Vancouver-based Relic Entertainment, developer of the Company of Heroes and Warhammer 40,000 franchises, has been provisionally acquired by Sega at auction today for $26.6 million, according to a letter from THQ officials provided to Polygon by a former THQ employee.
Sega's bid to buy Relic remains a proposal for now, pending approval by a U.S. bankruptcy court judge. ZeniMax Media, parent company of Bethesda Softworks and id Software, has submitted a backup bid of $26.3 million, in case Sega's offer doesn't go through. The auction began yesterday and concluded today, with THQ's brands up for bidding from publishers large and small.
"We expect that most employees of the entities included in the sale will be offered employment by the new owners," reads the letter from THQ CEO Brian Farrell and president Jason Rubin. Kyle Berndt, a developer at Relic, tweeted, "I now work for Sega. Neat," earlier this afternoon. The THQ executives cautioned that the studios' new owners may have different plans, including reducing staff.
If the bankruptcy proceedings play out as listed in the letter, THQ will no longer exist as a company, according to Farrell and Rubin.
Relic primarily develops strategy games on PCs and consoles, including critically acclaimed recent titles like Warhammer 40,000: Dawn of War 2 and Company of Heroes, the latter of which is set to receive a sequel this spring. The studio also has a project codenamed "Atlas" in development and scheduled for release in 2014, according to THQ's bankruptcy filing.
An auction summary filed with the federal bankruptcy court in Delaware indicates that the acquisition of Relic would cover the studio and the Company of Heroes IP. The fate of the Warhammer 40,000 series — the rights for which are licensed from their owner, Games Workshop — remains unknown at this time.
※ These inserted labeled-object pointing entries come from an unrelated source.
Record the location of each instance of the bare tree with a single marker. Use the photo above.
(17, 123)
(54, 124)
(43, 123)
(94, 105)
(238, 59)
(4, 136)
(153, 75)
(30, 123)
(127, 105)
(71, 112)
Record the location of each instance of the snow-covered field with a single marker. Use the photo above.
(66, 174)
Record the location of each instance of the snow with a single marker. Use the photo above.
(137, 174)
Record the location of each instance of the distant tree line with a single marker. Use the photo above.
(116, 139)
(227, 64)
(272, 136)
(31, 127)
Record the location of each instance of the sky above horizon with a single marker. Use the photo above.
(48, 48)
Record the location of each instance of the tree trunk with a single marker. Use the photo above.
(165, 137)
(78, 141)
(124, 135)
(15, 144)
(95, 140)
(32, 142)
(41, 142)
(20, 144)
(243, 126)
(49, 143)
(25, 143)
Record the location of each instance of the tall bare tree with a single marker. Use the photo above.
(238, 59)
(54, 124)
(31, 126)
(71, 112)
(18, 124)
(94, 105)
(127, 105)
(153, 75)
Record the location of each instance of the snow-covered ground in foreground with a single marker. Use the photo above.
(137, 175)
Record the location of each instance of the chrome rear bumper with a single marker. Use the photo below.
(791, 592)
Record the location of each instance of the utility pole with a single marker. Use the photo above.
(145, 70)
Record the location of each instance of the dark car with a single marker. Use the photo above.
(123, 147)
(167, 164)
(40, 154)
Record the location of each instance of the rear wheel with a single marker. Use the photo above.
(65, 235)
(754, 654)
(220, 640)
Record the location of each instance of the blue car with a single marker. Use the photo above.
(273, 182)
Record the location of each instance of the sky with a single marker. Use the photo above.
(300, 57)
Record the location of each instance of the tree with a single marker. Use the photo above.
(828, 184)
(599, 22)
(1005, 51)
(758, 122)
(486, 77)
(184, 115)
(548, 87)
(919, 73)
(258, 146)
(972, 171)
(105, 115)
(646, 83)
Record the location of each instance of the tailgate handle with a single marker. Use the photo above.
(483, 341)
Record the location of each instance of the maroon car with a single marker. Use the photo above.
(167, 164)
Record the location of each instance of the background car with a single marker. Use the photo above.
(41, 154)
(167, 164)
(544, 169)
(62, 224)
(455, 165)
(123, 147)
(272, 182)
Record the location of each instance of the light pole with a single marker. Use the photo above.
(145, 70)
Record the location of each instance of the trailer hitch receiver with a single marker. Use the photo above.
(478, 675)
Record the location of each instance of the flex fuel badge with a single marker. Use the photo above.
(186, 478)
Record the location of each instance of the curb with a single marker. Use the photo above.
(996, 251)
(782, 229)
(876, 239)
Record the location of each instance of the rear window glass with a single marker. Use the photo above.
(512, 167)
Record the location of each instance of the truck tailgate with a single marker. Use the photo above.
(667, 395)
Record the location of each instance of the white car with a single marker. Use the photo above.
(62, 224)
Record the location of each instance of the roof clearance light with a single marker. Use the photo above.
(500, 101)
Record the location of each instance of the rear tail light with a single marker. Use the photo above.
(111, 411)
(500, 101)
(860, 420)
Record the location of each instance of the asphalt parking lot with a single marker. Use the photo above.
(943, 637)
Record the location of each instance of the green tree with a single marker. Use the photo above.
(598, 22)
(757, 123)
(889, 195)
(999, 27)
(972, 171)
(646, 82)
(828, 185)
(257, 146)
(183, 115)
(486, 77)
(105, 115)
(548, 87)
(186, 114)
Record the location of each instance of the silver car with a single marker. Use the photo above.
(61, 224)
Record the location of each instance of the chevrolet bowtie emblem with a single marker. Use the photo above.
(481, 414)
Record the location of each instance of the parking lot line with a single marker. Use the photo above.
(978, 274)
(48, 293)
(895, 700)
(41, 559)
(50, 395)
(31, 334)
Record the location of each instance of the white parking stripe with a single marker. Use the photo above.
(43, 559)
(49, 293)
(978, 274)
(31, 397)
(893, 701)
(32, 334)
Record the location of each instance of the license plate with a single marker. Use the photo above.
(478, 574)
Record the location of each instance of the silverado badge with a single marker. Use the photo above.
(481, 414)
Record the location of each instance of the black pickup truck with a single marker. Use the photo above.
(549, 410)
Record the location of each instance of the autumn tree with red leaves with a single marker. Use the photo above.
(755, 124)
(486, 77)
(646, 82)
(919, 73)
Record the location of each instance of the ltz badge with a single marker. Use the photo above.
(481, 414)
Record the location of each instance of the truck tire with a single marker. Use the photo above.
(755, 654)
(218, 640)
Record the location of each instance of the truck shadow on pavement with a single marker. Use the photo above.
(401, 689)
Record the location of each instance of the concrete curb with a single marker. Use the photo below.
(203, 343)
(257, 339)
"I now work for Sega. Neat"
Sega's current portfolio includes the Total War strategy games developed by The Creative Assembly. Last month, the publisher announced a licensing agreement with Games Workshop for a new team at The Creative Assembly to develop games set in the Warhammer universe; the first one is set for release sometime after 2013.
"It has been our privilege to work alongside the entire THQ team," Farrell and Rubin said. "While the company will cease to exist, we are heartened that the majority of our studios and games will continue under new ownership."
We're reporting live from the hearing and will continue to bring you updates on the story as they come in.
Update: A Sega representative told Polygon, "We have no comment at this time."